Lorsqu’elle entend de quels espoirs elles se bercent, la reine en elle-même s’en amuse. Se verrait-il offrir là, devant lui, tout l’or de l’Arabie, elle sait qu’il n’en prendrait pas pour autant la meilleure, la plus belle ou la plus gracieuse parmi celles qui n’ont d’yeux que pour lui. Elles n’ont qu’un désir c’est de l’avoir chacune à soi et elles se jalousent comme s’il était déjà leur époux. N’est-il pas d’une telle adresse qu’elles sont d’avis, tant il leur plait, que personne ne saurait faire autant de conquêtes guerrières que lui.

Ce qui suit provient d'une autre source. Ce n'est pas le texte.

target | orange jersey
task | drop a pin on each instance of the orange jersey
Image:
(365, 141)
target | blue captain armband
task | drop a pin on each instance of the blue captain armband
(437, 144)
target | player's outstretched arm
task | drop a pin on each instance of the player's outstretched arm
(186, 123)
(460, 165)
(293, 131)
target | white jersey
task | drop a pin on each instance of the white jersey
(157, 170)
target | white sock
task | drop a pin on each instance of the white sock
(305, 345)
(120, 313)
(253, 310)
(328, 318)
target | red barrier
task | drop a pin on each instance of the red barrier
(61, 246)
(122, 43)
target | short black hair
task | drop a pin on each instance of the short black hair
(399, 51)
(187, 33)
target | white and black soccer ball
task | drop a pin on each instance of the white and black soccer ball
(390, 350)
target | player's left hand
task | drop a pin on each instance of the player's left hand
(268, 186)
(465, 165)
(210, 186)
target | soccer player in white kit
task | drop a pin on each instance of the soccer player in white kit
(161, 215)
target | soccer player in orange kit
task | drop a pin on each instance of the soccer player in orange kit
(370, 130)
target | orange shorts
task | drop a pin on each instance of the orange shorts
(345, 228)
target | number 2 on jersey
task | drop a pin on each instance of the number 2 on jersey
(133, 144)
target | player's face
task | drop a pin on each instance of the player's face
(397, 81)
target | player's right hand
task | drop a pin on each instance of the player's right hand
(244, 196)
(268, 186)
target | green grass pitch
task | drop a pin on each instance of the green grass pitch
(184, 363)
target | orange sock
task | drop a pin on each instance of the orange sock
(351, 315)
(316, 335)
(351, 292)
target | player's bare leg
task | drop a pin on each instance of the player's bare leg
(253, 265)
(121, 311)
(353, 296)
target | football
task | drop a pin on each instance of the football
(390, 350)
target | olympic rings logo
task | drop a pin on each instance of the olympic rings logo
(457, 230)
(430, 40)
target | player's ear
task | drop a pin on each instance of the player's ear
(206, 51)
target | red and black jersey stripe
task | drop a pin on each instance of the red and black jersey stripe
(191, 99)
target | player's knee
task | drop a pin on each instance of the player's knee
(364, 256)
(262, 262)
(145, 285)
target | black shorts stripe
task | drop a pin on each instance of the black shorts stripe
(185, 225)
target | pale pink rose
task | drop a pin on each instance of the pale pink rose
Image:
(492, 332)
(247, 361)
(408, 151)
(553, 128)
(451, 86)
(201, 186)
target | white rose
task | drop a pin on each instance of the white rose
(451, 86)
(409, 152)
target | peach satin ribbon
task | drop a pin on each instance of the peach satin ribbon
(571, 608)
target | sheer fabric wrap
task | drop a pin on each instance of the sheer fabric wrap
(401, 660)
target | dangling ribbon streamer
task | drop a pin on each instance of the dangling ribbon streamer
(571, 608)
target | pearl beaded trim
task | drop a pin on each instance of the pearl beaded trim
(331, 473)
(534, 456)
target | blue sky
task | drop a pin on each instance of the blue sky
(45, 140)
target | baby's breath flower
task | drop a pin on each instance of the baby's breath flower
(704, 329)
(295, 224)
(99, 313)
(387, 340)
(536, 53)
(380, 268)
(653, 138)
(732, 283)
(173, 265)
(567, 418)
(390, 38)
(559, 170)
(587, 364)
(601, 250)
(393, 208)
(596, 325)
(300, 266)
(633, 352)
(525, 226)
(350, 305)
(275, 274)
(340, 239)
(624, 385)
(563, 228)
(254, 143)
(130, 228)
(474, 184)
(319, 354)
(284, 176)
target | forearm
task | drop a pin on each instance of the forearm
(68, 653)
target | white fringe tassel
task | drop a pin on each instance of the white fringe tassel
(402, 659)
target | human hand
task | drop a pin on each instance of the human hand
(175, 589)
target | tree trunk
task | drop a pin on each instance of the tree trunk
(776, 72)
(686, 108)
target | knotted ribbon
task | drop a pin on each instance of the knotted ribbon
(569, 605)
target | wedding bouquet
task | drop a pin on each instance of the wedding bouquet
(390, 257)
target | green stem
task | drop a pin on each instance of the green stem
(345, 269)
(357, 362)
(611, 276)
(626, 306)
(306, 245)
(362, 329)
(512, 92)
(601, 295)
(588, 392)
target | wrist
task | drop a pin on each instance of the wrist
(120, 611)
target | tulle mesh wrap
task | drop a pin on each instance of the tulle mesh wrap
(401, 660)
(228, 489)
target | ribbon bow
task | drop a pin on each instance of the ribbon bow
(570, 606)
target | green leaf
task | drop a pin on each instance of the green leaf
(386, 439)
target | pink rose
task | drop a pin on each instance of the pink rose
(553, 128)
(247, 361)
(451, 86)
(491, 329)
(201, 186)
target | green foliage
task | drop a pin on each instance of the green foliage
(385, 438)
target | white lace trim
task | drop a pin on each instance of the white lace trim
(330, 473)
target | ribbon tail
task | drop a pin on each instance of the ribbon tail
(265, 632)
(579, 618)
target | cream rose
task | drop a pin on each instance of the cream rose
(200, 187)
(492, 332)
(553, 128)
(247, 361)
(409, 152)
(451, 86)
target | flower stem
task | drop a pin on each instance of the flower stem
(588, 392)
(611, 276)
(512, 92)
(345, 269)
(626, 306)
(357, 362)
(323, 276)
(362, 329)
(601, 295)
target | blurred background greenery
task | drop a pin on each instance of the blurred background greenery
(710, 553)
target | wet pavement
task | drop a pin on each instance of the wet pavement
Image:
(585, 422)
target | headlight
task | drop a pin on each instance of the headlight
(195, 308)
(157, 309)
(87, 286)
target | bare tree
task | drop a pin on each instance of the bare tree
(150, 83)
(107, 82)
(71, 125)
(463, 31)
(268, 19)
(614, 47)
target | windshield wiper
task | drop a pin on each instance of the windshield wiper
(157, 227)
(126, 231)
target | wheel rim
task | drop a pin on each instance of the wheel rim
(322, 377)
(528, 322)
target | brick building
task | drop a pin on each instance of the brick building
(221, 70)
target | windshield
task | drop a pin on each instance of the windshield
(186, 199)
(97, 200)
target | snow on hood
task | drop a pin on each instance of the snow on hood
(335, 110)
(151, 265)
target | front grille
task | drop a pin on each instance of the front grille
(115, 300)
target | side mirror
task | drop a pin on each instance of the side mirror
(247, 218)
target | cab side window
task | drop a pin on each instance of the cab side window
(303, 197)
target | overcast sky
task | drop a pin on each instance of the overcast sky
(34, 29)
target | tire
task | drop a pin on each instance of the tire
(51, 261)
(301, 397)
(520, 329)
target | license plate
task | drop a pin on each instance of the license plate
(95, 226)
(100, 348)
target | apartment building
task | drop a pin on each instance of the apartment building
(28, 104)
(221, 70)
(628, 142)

Au moment de se séparer, les deux camps sont tombés d’accord pour dire que le chevalier à l’écu vermeil avait été sans pareil. Mais Lancelot ne souhaite pas être reconnu, il laisse tomber son écu, sa lance et le caparaçon du cheval là ou la foule est la plus dense. Puis il s’éloigne à vive allure. Il a si bien caché son départ que personne dans l’assemblée ne s’en est rendu compte. Il va droit vers le logis d’où il est parti afin de s’acquitter de son serment. Tous le cherchent et le réclament. Que de consternation et d’émotion parmi les chevaliers qui auraient aimé le fêter. S’ils sont contrariés d’avoir été ainsi abandonné, les demoiselles le sont plus encore. En apprenant son départ, elles jurent de nouveau et par saint Jean, que faute d’avoir celui qu’elles veulent, elles ne se marieront pas de l’année. Ainsi le tournoi se termine sans qu’aucune jeune fille n’ait choisi d’époux.